Genome sequencing: A game changer in our fight against COVID-19 and other diseases

Inventor, serial healthcare and technology entrepreneur, and Stanford University adjunct professor Ron Gutman discusses the emergence of genome sequencing as an important tool to mitigate global public health threats

I have been passionate about genetics and genomics from the moment I realized that genes are the fundamental building blocks of life itself, and that a special, hard-to-break code controls how they behave. One of the most exciting things to happen in science this century, albeit in its first year, is the first map of the human genome by Greg Venter and the National Institutes of Health (NIH). It opens doors to understanding and helping to improve lives in ways previously unimaginable. I recently had the pleasure of meeting Craig Venter again in San Francisco and discussing his book Wizards II: An Adventure Unlocking the Secrets of the Marine Microbiome.

In this book, Craig details his journey around the world’s oceans conducting deep-water exploration and sequencing and discovering new marine species. Venter’s curiosity is exciting and infectious, and I admire his scientific pursuits and his pursuit to find valuable applications for his discoveries that could help millions of people live healthier, happier lives life.

Unexpected heroes in global crisis

The story of the COVID-19 pandemic also has an unexpectedly similar hero: the same genome sequencing Ventner pioneered helped us decode the virus’s DNA to understand its playbook and enable us to better respond to it. This science and technology, once the domain of niche academia, has become a key player in our response to global health emergencies. For example, the UK successfully sequenced more than 600,000 SARS-CoV-2 genomes by early 2021, providing valuable insights into virus behavior; while in Australia, scientists sequenced viral genomes within just 24 hours of receiving samples. sequencing, revolutionizing our approach to virus tracking. Now sophisticated and increasingly sophisticated laboratory procedures are critical to understanding and fighting the virus that brought the world to its knees.

laboratory revolution

Before COVID-19, the process of sequencing viral genomes was long and costly, often taking weeks and costing thousands of dollars to sequence a single genome. During the epidemic, the cost of each genome dropped to hundreds of dollars, and the time required was shortened to days or even hours. This means health authorities can track viral mutations quickly and more cost-effectively, a win in our race against the virus.

Global teamwork and its obstacles

International cooperation in genomic pathogen surveillance is critical to global health security and contributes to the early detection, surveillance, and control of infectious diseases. The COVID-19 pandemic has highlighted this importance, with more than 2 million genome sequences shared through platforms such as GISAID, enabling rapid advances in diagnostics, treatments and vaccines. However, challenges such as differences in technical capabilities and hesitancy to share data due to political, economic, and privacy concerns can hinder these efforts. For example, in the early stages of COVID-19, some countries delayed the sharing of genomic data due to concerns about economic impact or stigma.

Despite these obstacles, collaborations such as the Global Outbreak Alert and Response Network (GOARN) and the Global Health Security Agenda (GHSA) show the potential to succeed. However, the Ebola outbreak in West Africa highlighted the consequences of delays and failures in international data sharing. Addressing these challenges requires building trust, establishing equitable data sharing frameworks and strengthening global health infrastructure to ensure a unified and effective response to future health threats.

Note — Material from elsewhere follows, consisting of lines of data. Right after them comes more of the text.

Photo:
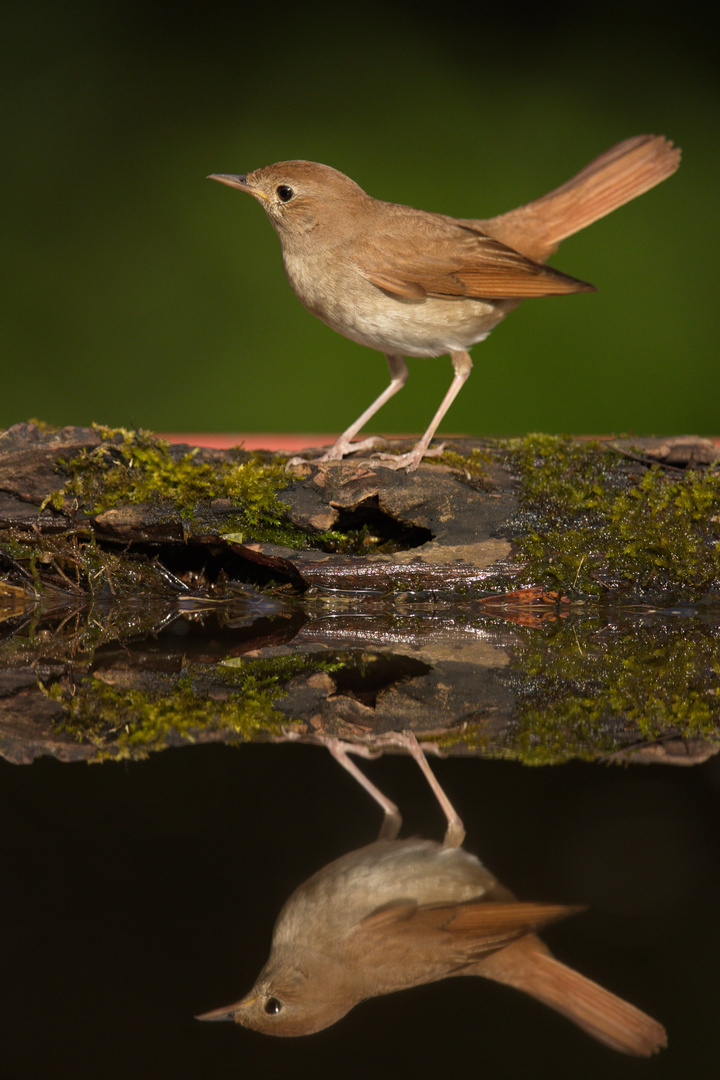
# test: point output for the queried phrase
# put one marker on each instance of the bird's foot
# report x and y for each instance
(408, 461)
(339, 450)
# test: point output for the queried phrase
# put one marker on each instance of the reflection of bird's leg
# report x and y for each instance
(456, 831)
(391, 826)
(392, 821)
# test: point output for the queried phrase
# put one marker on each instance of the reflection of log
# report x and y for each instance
(473, 524)
(485, 689)
(459, 601)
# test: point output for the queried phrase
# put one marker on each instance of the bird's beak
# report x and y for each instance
(227, 1012)
(238, 181)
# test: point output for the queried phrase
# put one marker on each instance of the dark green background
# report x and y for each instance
(135, 292)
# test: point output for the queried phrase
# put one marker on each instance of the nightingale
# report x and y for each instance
(397, 914)
(413, 283)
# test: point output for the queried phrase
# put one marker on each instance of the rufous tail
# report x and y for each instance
(615, 177)
(529, 966)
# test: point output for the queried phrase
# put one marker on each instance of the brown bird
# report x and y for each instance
(412, 283)
(397, 914)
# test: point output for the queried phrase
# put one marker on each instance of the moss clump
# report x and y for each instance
(589, 689)
(592, 523)
(131, 723)
(136, 467)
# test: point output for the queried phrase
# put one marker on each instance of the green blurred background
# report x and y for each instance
(137, 293)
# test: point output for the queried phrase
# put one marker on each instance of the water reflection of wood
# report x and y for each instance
(397, 914)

Facing future health threats

Genome sequencing continues to advance with breakthrough tools and new technologies as we prepare humanity to meet future health challenges. Antibiotic resistance is looming, but the convergence of artificial intelligence technology and portable sequencing devices is allowing the discovery of new antibiotics.

Imagine an artificial intelligence algorithm that could not only decipher the genetic code but also predict a virus’s next move, like a chess master planning several moves in advance. This is not science fiction. This is the reality of predictive analytics in genomics, which is already showing promise in influenza virus research.

Additionally, exciting new portable sequencing technologies are maturing and becoming available. Imagine a world where devices no larger than a smartphone like the Oxford Nanopore MinION become a standard tool for point-of-care disease surveillance in remote areas. It was a leap from laboratory analysis to field action, and it proved effective in tracking the Ebola virus in Africa.

The future of genome sequencing is fast, smart and increasingly accessible. It aims to transform data into decisions, science into solutions, and challenges into opportunities to safeguard global health and help billions of people live healthier, happier and safer lives.